“This Is How They Tell Me the World Ends: The Cyberweapons Arms Race” is almost too encyclopedic to be the warning it should be. Author Nicole Perlroth has worked for years as a security reporter for the New York Times. This 491—page opus looks like the career output. The publisher is Bloomsbury, with hardcover ISBN 078-1-63557-605-4. There is an Author’s Note, Prologue, seven parts, 23 chapters, an Epilogue, Acknowledgements, Endnotes, and Index. The Prologue adds 27 Roman-numbered pages. A Prologue or Introduction is part of the book and should be numbered as such. The Prologue chronicles Ukraine’s power outages at the hands of the Russians, where the Russians were showing off what they could do.

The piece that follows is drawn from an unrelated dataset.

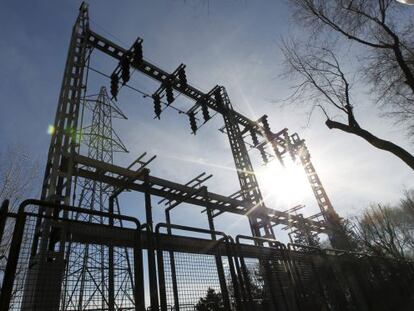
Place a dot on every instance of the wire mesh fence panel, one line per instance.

The New York Times has a short review by Jonathan Tepperman Feb. 9, 2021, “The most serious security risks facing the United States”, link.
The basic premise is that the United States drew first blood by using cyber as a weapon itself, most notably with the Stuxnet worm against Iran, to interfere with its getting nuclear weapons.
The biggest controversies are zero-day vulnerabilities – those that hackers can exploit with immediate effect on existing systems, and a strategy called Vulnerabilities Equities Process (VEP), a system of weapons for the government to keep in its arsenal.
In the meantime, we have seen all kinds of counter attacks, of Sony Pictures by North Korea over a movie at the end of 2014, leading to the ongoing hack of the Solar Winds contractor firm. Recently, there was a hack in Florida at the time of the Super Bowl trying to poison a water supply.
The warnings in Ted Koppel’s “Lights Out” (Nov 10, 2015) seem grim indeed.